Despite only coming out secretly last summer, the company has been working with customers for two years now, moving more than 14 million items across 50,000+ product SKUs in that time, including “loosely packed Made from deformable polybags, to delicate warm-to-dog buns, floppy tortillas, poorly sealed cardboard boxes, bags of earthworms, trays and crates of consumer food, even melted birthday cakes.
What sets the company apart from a lot of warehouse/fulfillment robotics startups that tend to bubble up is the workload from hardware and software to deployment, to actually getting those systems installed in customer warehouses. And unlike companies like Berkshire Grey, Dexterity’s system is designed to be integrated into existing warehouses rather than a complete ground up approach.
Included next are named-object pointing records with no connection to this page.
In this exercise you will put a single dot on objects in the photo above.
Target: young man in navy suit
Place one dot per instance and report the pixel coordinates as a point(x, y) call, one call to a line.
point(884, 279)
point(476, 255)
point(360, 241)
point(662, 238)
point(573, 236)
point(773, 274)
“Customers in retail, consumer goods manufacturing and parcel handling need robots to manage the growing volume and variety of packages through their distribution centers,” CEO Sameer Menon said in a release. “Efficiency is grateful to be at the forefront of delivering intelligent robotic systems into production at existing customer sites with the goal of rapidly transforming our warehouse operations.”
The company says that the funding will go towards deploying its first thousand robots in the world. Its systems are currently being used in North America and Japan.